There are 10 points to remember in management of gout and hyperuricemia in the LTC setting:

1. Do not treat asymptomatic hyperuricemia.
2. Acute arthritis plus hyperuricemia does not equal gout.
3. At least half of patients who present with an initial attack of gout take a diuretic or other medications predisposing to hyperuricemia or gout.
4. Joint aspiration and synovial fluid analysis is the gold standard in diagnosing gout. If it is not possible or successful in the LTC setting, use the American College of Rheumatology criteria to diagnose gout.
5. Efforts to change diet to purine-free in the LTC setting are challenging and of limited benefit over a long period of time.

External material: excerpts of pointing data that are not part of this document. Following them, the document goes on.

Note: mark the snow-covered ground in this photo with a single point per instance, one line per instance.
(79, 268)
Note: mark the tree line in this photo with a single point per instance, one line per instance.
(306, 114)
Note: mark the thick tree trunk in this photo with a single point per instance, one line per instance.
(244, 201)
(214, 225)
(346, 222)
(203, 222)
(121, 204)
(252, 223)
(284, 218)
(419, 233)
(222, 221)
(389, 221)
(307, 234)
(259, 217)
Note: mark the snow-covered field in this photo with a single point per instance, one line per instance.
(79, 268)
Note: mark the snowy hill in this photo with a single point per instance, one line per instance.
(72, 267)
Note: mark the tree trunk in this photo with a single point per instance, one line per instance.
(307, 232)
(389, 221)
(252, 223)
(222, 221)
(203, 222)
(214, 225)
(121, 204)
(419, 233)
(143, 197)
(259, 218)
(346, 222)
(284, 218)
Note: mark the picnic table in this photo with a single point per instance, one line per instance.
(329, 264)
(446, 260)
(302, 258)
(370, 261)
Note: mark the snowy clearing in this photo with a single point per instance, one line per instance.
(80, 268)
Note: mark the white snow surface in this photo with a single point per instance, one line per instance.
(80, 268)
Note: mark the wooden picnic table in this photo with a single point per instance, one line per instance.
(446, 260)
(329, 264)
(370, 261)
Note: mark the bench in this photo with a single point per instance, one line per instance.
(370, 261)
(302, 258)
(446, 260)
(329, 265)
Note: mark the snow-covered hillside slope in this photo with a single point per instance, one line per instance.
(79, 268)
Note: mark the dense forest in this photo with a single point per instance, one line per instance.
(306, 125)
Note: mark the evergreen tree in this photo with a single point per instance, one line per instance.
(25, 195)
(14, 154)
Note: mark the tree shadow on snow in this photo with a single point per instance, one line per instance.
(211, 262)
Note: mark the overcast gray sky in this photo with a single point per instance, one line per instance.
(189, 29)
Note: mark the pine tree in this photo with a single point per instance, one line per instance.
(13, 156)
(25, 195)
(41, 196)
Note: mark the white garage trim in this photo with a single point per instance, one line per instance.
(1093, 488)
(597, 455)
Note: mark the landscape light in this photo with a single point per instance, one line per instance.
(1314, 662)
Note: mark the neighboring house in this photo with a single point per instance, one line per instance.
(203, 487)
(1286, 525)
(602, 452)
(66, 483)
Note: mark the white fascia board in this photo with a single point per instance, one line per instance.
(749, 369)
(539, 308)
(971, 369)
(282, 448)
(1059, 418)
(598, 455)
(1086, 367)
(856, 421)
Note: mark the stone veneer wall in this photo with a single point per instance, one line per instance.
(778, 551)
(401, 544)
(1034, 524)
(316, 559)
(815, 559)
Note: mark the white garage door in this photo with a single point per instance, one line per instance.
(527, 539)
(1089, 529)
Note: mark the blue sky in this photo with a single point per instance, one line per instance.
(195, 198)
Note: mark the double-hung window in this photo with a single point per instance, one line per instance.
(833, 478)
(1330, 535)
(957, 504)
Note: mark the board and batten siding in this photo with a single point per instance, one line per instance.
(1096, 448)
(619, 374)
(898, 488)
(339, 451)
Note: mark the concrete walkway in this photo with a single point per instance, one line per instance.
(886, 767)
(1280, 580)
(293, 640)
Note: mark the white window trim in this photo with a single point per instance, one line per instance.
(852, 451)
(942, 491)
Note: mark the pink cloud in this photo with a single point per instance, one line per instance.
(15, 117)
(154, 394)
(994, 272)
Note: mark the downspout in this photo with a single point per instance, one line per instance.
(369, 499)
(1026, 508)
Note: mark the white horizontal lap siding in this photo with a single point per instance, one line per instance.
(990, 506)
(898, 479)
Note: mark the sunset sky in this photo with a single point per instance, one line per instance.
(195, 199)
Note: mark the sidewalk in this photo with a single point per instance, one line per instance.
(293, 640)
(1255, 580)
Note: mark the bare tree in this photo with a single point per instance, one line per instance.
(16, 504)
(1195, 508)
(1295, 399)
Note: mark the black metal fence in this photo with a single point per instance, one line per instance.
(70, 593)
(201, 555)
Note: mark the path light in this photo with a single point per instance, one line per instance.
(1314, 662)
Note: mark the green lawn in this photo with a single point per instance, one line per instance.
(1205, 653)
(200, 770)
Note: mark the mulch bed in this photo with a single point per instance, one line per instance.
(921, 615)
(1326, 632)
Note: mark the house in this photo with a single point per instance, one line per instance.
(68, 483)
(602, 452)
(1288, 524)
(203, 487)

6. Prefer short-term use of corticosteroids while avoiding use of colchicine and NSAIDs in managing acute gouty arthritis in elderly residents.
7. Hospitalize any patient with acute arthritis when septic arthritis is being considered as a differential diagnosis.
8. Do not start a urate-lowering agent during an acute attack of gout; however, do not stop one if the patient is already taking it and experiences a recurrence.
9. The starting dose for allopurinol is 50-100 mg every other day, which is increased cautiously every 2 weeks. Usual maximum dose in an LTC resident would be 100-200 mg once a day.
10. Know when to obtain consultation with a rheumatologist.

The author reports no relevant financial relationships.